Markers

Types of DNA markers

DNA markers are formed by different types of variation in the nucleotide sequence. The most important are substitutions (point mutations: substitution of one nucleotide by a different one), rearrangements (insertion or deletion of nucleotides, also called 'indels') or errors in replication, such as duplications.

These variations can be detected by different technical methods. Those printed in red are treated in more detail below; the rest are not part of the course, but you can come across them in older literature:

• Single nucleotide polymorphism (SNP)
• Sequence-Characterized Amplified Region (SCAR)
• Simple Sequence Repeats (SSRs) or 'microsatellites'
• Restriction fragment length polymorphism (RFLP)
• Random amplified polymorphic DNA (RAPD)
• Cleaved Amplified Polymorphic Sequence (CAPS)
• Amplified Fragment Length Polymorphism (AFLP)
• Inter-Simple Sequence Repeat (ISSR)
• Expressed Sequence Tags (EST)
• Sequence Tagged Site (STS)
• Diversity Arrays Technology (DArT)

Of these, SNPs and SSRs are currently the most used. Through the growing use of sequencing techniques, techniques that decipher the DNA genetic code, numerous SNPs can be discovered. Because of this and the availability of high-throughput scoring of many SNPs for many individuals at the same time, SNPs are currently very important as markers. SNPs have the additional advantage that they can be detected in the alleles of genes.

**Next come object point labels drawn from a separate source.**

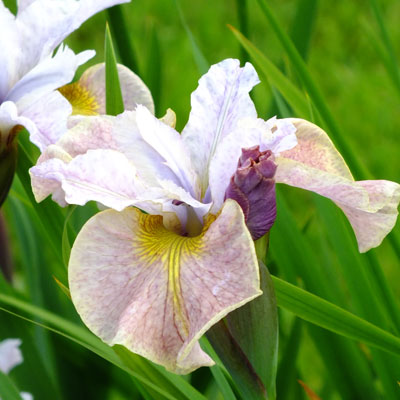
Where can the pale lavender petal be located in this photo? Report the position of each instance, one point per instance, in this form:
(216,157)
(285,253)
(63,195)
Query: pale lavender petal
(134,91)
(371,225)
(44,24)
(136,284)
(10,53)
(316,165)
(9,118)
(51,124)
(105,176)
(119,133)
(220,101)
(10,354)
(168,143)
(50,74)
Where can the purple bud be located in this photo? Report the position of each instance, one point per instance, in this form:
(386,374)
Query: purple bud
(253,187)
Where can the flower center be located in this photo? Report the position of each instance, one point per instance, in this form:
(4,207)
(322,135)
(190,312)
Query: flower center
(82,101)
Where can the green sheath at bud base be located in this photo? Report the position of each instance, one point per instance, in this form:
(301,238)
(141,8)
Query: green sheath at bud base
(8,164)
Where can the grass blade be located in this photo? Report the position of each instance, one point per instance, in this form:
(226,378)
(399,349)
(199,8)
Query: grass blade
(114,100)
(8,390)
(122,38)
(320,312)
(200,60)
(276,78)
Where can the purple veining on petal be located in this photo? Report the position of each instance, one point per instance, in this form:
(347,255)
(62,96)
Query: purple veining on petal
(253,187)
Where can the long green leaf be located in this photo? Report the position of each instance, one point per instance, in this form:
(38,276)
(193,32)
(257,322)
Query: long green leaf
(123,42)
(320,312)
(114,100)
(314,92)
(86,339)
(276,78)
(8,390)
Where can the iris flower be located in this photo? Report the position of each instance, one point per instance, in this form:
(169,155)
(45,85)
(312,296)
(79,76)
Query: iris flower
(155,281)
(31,73)
(10,357)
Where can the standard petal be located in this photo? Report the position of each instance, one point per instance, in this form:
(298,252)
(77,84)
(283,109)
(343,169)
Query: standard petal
(50,74)
(48,126)
(9,118)
(314,164)
(105,176)
(10,53)
(136,284)
(220,101)
(134,91)
(168,143)
(119,133)
(44,24)
(10,354)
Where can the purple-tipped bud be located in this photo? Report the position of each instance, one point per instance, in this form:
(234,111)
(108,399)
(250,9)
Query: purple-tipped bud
(253,187)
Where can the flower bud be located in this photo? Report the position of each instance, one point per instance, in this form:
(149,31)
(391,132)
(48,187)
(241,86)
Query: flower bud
(253,187)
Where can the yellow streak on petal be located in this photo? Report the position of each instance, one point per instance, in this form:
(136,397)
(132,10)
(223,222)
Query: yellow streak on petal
(82,101)
(156,242)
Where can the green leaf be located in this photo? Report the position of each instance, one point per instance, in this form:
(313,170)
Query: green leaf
(84,338)
(390,60)
(199,58)
(320,312)
(114,100)
(8,164)
(314,92)
(274,76)
(255,328)
(218,371)
(247,343)
(121,33)
(8,390)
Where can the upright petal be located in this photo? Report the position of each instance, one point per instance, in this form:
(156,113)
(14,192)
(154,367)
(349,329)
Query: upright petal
(221,99)
(168,143)
(44,24)
(136,284)
(105,176)
(48,127)
(10,354)
(50,74)
(119,133)
(10,53)
(314,164)
(134,91)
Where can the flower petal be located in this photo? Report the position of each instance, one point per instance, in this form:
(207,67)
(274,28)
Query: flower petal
(136,284)
(44,24)
(50,74)
(10,354)
(119,133)
(134,91)
(48,126)
(221,99)
(10,53)
(168,143)
(9,118)
(105,176)
(315,164)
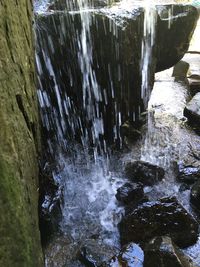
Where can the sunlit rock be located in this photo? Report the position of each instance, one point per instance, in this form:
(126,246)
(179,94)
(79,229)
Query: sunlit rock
(163,217)
(144,172)
(162,252)
(176,24)
(192,110)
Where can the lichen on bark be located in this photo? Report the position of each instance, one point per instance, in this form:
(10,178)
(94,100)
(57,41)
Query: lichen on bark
(19,139)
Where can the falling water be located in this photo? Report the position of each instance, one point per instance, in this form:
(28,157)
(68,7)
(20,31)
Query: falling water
(148,42)
(85,174)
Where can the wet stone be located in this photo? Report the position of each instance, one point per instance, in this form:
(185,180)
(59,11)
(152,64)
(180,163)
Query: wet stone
(192,110)
(162,252)
(130,256)
(130,193)
(144,172)
(157,218)
(86,258)
(194,83)
(195,195)
(180,70)
(187,173)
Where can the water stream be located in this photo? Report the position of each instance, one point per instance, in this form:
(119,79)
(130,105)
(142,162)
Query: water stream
(90,175)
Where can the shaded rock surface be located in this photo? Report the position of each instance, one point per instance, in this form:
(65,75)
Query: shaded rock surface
(73,5)
(162,252)
(130,256)
(130,193)
(192,110)
(163,217)
(19,139)
(187,173)
(144,172)
(171,47)
(116,57)
(50,201)
(195,195)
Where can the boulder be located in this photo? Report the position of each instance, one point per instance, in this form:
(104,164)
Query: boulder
(130,193)
(50,200)
(144,172)
(195,195)
(187,173)
(163,217)
(180,70)
(192,110)
(162,252)
(130,256)
(173,19)
(194,83)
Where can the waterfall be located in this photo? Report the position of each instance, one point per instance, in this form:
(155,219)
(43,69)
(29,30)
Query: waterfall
(148,42)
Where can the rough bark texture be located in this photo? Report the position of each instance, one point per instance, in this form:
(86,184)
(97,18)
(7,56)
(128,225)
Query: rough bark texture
(19,232)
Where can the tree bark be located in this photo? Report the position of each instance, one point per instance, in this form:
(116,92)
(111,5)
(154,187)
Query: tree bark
(19,139)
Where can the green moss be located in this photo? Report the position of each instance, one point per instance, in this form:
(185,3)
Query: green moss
(19,232)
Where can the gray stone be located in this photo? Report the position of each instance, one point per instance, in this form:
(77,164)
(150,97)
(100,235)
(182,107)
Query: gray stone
(144,172)
(195,195)
(130,256)
(157,218)
(192,110)
(162,252)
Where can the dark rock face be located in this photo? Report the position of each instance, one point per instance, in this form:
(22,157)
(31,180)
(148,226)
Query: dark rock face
(73,5)
(86,258)
(194,83)
(195,195)
(187,173)
(130,192)
(192,110)
(180,70)
(144,172)
(162,217)
(116,62)
(171,46)
(130,256)
(49,206)
(162,252)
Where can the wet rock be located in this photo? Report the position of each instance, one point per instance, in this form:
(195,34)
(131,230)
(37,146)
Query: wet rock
(86,258)
(130,193)
(130,256)
(171,47)
(162,252)
(187,173)
(194,84)
(50,199)
(116,36)
(180,70)
(144,172)
(163,217)
(73,5)
(192,110)
(131,132)
(195,195)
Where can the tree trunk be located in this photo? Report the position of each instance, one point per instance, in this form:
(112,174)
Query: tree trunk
(19,232)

Because of the sequencing technologies becoming cheaper and more high-throughput all the time, the scoring of SNPs by using SNP arrays or bead based technologies, will be complemented or replaced by technologies generating, in segregating populations, for every individual in the population, smaller or longer sequence reads of segments of DNA containing more than a single SNP and that these reads are then used as multi-SNP sequence markers. These approaches are called genotyping-by-sequencing (GBS).